I extracted a few points to grasp the rough idea of how Kubernetes manages resources QoS:
- Pods that need to stay up reliably can request guaranteed resources, while pods with less stringent requirements can use resources with weaker or no guarantee.
- If a pod is successfully scheduled, the container is guaranteed the amount of resources requested. Scheduling is based on requests and not limits. The pods and its containers will not be allowed to exceed the specified limit.
- CPU is compressible resource. Pods will be throttled if they exceed their CPU limit. If CPU limit is unspecified, then the pods can use excess CPU when available.
- Memory is uncompressible resource. Pods will get the amount of memory they request, if they exceed their memory request, they could be killed (if some other pod needs memory), but if pods consume less memory than requested, they will not be killed (except in cases where system tasks or daemons need more memory).
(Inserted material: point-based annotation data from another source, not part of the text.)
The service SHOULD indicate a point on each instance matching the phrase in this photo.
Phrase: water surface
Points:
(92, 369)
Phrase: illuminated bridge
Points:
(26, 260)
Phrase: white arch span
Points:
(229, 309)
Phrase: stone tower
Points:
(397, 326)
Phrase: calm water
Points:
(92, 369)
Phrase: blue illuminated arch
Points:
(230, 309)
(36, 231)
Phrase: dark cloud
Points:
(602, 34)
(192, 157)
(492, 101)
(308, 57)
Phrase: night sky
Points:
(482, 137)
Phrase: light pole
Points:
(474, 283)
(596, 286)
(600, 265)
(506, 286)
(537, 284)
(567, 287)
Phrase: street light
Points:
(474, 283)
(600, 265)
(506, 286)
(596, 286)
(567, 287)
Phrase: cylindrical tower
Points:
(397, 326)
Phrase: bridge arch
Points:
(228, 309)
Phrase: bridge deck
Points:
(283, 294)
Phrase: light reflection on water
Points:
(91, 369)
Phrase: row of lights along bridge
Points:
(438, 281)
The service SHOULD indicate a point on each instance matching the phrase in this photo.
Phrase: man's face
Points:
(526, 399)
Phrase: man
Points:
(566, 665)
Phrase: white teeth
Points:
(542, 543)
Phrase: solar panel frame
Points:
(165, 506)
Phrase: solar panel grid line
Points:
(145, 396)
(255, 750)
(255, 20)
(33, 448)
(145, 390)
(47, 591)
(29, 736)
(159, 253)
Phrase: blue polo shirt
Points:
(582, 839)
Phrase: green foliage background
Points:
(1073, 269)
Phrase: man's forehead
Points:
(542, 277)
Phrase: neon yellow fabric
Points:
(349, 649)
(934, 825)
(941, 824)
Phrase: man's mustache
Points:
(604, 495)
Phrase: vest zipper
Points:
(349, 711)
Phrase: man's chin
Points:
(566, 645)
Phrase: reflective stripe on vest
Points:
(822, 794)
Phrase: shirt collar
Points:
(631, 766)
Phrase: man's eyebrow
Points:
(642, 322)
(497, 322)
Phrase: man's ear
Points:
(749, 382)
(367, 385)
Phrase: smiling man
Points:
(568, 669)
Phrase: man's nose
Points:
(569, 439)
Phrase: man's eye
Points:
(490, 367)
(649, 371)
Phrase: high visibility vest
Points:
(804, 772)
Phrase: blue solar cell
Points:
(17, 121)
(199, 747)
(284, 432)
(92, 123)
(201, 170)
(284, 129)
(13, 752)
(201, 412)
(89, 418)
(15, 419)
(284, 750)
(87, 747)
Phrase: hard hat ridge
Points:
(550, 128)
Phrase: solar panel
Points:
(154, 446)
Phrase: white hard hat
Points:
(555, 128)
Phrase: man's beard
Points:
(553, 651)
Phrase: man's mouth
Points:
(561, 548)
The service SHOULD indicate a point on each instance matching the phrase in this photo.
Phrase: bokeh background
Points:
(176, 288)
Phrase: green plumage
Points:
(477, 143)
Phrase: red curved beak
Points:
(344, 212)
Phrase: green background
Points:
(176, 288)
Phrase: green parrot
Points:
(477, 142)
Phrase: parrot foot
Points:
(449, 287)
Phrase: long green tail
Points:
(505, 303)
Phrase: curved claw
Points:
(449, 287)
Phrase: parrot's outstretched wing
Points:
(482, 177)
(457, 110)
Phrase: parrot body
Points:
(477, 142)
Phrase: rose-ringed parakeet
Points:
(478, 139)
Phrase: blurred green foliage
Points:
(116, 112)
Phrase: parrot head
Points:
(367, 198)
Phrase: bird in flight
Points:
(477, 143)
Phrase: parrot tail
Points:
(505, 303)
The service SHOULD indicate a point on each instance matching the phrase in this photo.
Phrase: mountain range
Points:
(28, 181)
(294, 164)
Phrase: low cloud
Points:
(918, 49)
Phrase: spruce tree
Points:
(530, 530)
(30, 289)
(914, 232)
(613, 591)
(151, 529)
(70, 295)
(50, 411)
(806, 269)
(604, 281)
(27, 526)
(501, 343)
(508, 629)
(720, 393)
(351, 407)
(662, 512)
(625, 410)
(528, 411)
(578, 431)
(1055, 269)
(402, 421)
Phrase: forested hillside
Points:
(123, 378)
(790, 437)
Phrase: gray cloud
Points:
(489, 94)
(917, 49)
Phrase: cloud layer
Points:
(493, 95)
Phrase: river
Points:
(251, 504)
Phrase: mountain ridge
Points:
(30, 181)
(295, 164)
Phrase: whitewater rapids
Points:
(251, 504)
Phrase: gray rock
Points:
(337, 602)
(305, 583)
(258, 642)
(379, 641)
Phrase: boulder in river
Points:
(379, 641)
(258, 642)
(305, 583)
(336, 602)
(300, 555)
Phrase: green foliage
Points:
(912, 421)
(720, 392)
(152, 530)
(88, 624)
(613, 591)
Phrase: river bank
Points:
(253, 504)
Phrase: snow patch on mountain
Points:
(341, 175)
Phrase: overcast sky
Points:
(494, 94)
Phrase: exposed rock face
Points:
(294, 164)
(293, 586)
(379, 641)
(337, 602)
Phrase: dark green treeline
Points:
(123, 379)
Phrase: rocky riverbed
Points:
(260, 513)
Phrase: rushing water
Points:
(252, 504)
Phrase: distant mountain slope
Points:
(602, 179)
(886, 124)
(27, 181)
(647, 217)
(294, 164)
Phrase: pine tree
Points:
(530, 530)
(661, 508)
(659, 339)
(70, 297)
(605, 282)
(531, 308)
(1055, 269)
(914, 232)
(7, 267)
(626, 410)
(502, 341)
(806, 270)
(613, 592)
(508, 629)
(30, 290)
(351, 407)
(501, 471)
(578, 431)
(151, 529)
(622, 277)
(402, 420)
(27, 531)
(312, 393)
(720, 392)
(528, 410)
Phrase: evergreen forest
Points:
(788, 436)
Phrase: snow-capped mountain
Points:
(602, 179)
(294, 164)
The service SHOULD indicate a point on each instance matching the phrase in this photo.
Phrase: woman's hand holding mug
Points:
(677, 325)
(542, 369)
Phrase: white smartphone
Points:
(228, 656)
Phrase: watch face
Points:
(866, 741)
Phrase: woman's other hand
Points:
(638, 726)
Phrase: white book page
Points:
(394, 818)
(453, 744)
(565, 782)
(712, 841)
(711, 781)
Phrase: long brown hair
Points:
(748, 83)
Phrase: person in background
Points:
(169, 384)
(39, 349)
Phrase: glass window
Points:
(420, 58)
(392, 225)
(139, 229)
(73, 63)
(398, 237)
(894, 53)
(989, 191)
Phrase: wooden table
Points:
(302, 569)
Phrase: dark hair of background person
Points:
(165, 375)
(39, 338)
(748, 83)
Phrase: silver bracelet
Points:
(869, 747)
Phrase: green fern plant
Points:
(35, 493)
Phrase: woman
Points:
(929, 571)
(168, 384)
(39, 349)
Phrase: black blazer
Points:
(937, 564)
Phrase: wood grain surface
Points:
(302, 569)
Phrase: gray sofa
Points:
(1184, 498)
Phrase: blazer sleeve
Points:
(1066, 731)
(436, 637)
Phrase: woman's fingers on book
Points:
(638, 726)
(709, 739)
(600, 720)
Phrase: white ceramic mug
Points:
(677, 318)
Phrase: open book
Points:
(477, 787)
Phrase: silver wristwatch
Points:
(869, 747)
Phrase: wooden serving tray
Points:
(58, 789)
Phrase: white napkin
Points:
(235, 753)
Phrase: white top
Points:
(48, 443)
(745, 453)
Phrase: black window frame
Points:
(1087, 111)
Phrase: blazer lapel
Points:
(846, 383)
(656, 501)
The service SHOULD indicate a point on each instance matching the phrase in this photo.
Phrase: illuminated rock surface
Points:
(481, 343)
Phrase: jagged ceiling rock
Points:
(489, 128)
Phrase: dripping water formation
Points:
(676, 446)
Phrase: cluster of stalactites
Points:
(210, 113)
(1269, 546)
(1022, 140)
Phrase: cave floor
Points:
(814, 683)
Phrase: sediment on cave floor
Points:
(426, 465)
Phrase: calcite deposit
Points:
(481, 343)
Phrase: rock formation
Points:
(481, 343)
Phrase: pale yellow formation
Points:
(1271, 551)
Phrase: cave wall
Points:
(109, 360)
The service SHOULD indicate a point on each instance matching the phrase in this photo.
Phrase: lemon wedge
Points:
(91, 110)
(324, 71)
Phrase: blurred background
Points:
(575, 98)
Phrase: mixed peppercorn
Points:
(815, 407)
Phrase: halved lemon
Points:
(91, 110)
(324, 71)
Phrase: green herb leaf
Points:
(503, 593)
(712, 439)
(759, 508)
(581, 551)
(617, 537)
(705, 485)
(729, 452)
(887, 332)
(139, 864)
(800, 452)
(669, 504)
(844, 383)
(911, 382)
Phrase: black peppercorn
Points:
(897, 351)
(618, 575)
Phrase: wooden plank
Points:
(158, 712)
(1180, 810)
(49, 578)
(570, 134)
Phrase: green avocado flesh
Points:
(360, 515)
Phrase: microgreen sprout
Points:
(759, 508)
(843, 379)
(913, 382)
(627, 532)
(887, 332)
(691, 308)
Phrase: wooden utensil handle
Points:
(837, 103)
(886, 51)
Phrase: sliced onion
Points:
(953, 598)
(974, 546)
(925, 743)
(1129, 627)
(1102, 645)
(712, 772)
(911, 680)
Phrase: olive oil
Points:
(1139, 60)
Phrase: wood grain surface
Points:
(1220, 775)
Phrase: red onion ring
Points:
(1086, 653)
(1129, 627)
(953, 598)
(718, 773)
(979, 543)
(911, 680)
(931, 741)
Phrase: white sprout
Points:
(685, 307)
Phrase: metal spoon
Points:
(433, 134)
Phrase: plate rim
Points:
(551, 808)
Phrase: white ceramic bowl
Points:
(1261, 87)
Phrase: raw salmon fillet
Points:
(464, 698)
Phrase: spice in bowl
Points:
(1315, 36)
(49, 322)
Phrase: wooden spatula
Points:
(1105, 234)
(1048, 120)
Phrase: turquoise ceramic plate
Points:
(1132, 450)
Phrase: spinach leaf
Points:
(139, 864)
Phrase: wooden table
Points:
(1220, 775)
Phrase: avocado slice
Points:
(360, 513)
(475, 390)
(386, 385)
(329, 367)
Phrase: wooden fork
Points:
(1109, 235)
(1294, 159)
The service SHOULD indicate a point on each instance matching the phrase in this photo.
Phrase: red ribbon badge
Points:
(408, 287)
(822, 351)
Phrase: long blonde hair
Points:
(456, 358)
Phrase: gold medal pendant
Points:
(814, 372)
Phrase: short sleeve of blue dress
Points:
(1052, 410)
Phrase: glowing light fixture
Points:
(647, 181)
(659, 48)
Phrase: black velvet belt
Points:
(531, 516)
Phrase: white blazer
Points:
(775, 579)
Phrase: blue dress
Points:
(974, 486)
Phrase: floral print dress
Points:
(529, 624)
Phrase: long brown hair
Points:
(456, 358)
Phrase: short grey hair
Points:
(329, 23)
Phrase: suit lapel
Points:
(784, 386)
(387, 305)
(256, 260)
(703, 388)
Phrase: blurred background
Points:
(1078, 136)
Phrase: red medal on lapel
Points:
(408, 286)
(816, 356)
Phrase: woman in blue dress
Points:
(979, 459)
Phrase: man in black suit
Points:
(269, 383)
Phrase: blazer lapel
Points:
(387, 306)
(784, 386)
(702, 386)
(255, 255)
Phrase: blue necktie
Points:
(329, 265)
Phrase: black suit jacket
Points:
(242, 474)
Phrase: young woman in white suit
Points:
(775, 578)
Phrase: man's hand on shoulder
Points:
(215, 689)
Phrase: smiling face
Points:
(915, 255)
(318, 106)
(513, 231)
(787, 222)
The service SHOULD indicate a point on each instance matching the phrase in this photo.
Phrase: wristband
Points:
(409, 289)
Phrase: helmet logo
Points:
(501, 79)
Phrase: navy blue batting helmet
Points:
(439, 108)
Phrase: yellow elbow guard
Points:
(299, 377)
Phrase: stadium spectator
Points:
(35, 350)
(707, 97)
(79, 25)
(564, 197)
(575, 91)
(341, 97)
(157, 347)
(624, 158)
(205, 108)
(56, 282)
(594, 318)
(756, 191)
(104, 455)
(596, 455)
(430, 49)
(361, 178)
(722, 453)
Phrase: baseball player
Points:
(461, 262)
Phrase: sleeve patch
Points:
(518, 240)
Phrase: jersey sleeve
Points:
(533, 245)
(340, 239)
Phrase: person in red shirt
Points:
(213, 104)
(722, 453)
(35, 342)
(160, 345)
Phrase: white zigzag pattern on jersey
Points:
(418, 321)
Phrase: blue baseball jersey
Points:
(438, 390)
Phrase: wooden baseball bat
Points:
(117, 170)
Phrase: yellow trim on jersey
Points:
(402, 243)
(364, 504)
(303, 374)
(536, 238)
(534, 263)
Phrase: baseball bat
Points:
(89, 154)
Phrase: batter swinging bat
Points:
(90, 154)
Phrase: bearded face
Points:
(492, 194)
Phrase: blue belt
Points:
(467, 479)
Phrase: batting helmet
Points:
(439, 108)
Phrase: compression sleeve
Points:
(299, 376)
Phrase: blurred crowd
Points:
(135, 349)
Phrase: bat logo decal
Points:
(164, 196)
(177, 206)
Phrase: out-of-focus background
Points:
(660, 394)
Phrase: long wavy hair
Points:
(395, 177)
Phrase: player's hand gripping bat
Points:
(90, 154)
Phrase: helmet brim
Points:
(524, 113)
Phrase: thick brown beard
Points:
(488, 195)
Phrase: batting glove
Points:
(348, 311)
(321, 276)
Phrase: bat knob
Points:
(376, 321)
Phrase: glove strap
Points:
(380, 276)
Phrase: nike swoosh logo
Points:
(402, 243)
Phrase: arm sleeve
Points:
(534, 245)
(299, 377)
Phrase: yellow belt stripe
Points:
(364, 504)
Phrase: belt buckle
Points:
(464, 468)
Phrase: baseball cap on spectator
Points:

When Pods use more memory than their limit, a process that is using the most amount of memory, inside one of the pod’s containers, will be killed by the kernel.
- 3 QoS classes: Guaranteed, Burstable, and Best-Effort, in decreasing order of priority. Processes with higher OOM scores are killed.
- If limits and optionally requests (not equal to 0) are set for all resources across all containers and they are equal (request == limit), then the pod is classified as Guaranteed.
- If requests and optionally limits are set (not equal to 0) for one or more resources across one or more containers, and they are not equal (request != limit), then the pod is classified as Burstable. When limits are not specified, they default to the node capacity.
- If requests and limits are not set for all of the resources, across all containers, then the pod is classified as Best-Effort
- The current QoS policy assumes that swap is disabled. If swap is enabled, then resource guarantees (for pods that specify resource requirements) will not hold.